The plea in his eyes and in his voice cut Tomas to the heart. He leaned forward to kiss him, and it was a few minutes before he felt able to trust his voice.

‘We’ll have to see, my darling. These things—well, they’re complicated, you know that. Mommy likes this city more than I do, and it’s not very good for my asthma. I expect we’ll sort it all out in the end. Meanwhile, just remember how much I love you and Mommy. Now, lie back and I’ll read to you for a bit…Which book? This one?’

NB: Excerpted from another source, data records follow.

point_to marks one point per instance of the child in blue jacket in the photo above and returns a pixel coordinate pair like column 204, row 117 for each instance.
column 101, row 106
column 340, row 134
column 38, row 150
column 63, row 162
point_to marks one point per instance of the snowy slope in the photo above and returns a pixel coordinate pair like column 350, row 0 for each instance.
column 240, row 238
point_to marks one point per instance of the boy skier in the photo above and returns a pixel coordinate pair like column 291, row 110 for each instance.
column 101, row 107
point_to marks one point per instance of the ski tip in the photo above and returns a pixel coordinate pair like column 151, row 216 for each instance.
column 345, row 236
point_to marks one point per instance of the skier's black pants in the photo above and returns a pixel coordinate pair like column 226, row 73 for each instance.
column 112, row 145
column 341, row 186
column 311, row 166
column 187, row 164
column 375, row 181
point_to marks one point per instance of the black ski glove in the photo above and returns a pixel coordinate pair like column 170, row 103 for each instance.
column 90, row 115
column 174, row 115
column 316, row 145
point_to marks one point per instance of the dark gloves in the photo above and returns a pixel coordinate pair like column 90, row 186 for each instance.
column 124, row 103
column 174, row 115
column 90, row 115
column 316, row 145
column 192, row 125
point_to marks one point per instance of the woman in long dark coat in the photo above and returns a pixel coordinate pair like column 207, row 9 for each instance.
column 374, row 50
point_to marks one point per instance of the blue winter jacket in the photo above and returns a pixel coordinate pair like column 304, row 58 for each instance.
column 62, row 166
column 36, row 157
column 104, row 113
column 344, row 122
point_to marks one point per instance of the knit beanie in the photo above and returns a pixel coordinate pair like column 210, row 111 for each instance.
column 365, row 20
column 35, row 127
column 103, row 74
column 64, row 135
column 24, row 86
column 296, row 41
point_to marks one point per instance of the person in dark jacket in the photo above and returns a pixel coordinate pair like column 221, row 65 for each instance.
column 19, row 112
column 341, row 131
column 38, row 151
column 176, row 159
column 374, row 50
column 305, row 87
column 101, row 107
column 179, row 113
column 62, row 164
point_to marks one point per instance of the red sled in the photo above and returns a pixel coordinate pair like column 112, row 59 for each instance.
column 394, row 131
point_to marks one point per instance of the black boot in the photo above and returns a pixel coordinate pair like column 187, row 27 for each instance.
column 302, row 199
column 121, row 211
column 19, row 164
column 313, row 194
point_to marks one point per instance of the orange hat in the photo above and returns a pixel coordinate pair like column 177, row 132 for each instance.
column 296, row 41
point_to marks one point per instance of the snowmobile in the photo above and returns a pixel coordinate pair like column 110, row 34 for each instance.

Jonathan nodded. The book, one with which Tomas Court was not familiar, was
The Secret Garden
, by Frances Hodgson Burnett. His son found the chapter he wanted and the section he wanted. The story took place in Yorkshire, he said, which was where they would all be going shortly; Court agreed that this was so. It took place in a large house, Jonathan went on; there was a little orphan girl called Mary, who was plain and sour, but got nicer as the book went on; and there was a little boy, called Colin. Colin was ill, his son explained, pointing to the paragraph where his father was to begin reading, and this section here was Jonathan’s favourite. Court could see why that might be so, as soon as he began reading. Like Jonathan, the boy in this story was isolated and troubled; the chosen chapter concerned Mary’s reaction when she awoke to the sound of Colin’s cries in a strange house at night. The girl went in search of him, Court noted, and—he found the tone sentimental—they began on a mutual process of healing.